Após perder a eleição para o parlamento israelense, já com um bloco de 61 dos 120 deputados ao Knesset formado para formar novo governo sob o comando do opositor Benny Gantz (por sua vez com mandato para indicar gabinete ministerial entregue pelo presidente Reuven Rivlin), Netanyahu – usando o pretexto de que o Covid-19 traria risco à saúde dos deputados mandou o presidente do Knesset, Edelstein, se negar a abrir as sessões.

O Knesset deveria reabrir no dia 18, para dar posse aos deputados eleitos duas semanas antes. Sob o mesmo pretexto, o réu por fraude, suborno e quebra de confiança, que teria a primeira audiência para responder pelas acusações do Ministério Público contra ele, orientou o ministro da Justiça, Erdan, a baixar ordem para que as audiências judiciais fossem suspensas. A primeira audiência com Netanyahu no banco dos réus deveria ter acontecido no dia 17.

No dia 19, formou-se uma carreata de israelenses em protesto contra os atentados de Netanyahu à democracia. Ela foi bloqueada ao se aproximar de Jerusalém. Uma das manifestantes, que teve a passagem do seu carro barrado, questionou o policial que comandava a operação sobre o porquê do bloqueio, obteve a seguinte resposta: “É assim. Essas são as ordens”.

O presidente israelense manifestou seu repúdio às medidas ditatoriais tomadas a mando de Netanyahu no vale-tudo para se safar da perda do mandato e da cadeia. “O coronavírus não pode ser usado como pretexto para sabotar a democracia israelense”, afirmou o presidente Rivlin.

O bloco opositor, Azul e Branco (Kahol Lavan), entrou com uma petição na Corte Suprema de Israel contra a agressão de Netanyahu ao que resta de democracia no país.

Após entregar a petição, Benny Gantz alertou que “muitos israelenses entendem que não devemos silenciar diante de movimentos que buscam destruir nossa democracia”.

A Corte Suprema, dirigida pela presidente Esther Hayut e os juízes Hanan Melcer, Neal Hendel, Uzi Vogelman e Isaac Amit, deve se reunir neste domingo para analisar a petição.

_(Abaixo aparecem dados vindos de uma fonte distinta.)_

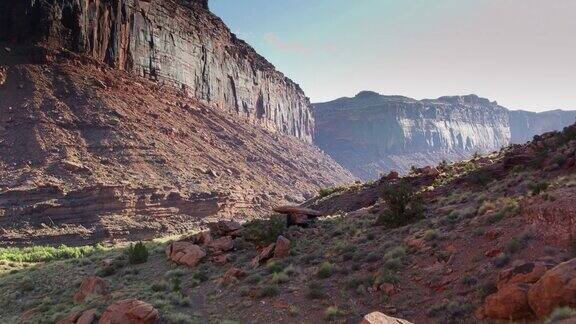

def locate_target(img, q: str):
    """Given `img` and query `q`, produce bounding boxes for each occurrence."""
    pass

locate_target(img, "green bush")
[376,181,424,228]
[128,242,148,264]
[243,215,286,245]
[316,262,334,279]
[306,282,325,299]
[256,285,280,298]
[528,182,550,196]
[0,245,100,263]
[324,306,344,321]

O historiador e escritor Yuval Noah Harari, autor do best-seller “Saoiens – Uma breve história da Humanidade”, uniu-se aos que denunciam o uso do coronavírus por parte de Netanyahu para destruir a democracia.

“Netanyahu perdeu as eleições. Então, sob o pretexto de combater o coronavírus, fechou o parlamento e baixa todo tipo de decreto que deseja. Isso se chama ditadura”, denunciou o professor da Universidade Hebraica de Jerusalém, Harari, em declaração do dia 19.

Ele acrescentou que “na Itália, Espanha e França decretos emergenciais foram expedidos por governos que o povo elegeu. Isso é legítimo. Os decretos emergenciais israelenses são baixados por alguém que não tem mandato do povo. Isso é ditadura”.

Yair, o irascível filho de Netanyahu, respondeu a Harari chamando-o de “estúpido”: “É um exemplo de como um professor esperto pode ser estúpido sobre política”.

Disse ainda que as medidas ditatoriais de seu pai estariam certas pois servem para impedir a posse de um governo “com apoio dos que glorificam os esmagadores de crânios de bebês”, numa referência ao apoio da Lista Conjunta (de predominância árabe-israelense) ao opositor Gantz como primeiro-ministro para suceder o corrupto Netanyahu.

Estes atentados de Netanyahu ao que resta de democracia em Israel se fazem possíveis porque a cultura ditatorial se nutriu durante décadas da opressão do povo palestino.

Foi o que preconizou o filósofo e teólogo Yeshayahu Leibowitz, professor de Química da Universidade Hebraica de Jerusalém e editor da Enciclopédia Hebraica, em seus pronunciamentos, entrevistas e documentos produzidos desde meses após o início do drama dos territórios ocupados após a Guerra dos Seis Dias até seus últimos dias:

Ele avisou que “a ocupação dos territórios tornaria Israel em um agente da opressão, com seus cidadãos chamados em números crescentes a policiar os palestinos”.

“Israel”, dizia Leibowitz, “tem que se libertar da maldição de dominar outro povo”.

A prolongada dominação sobre outro povo, prosseguia, “trará uma catástrofe sobre todos os judeus”.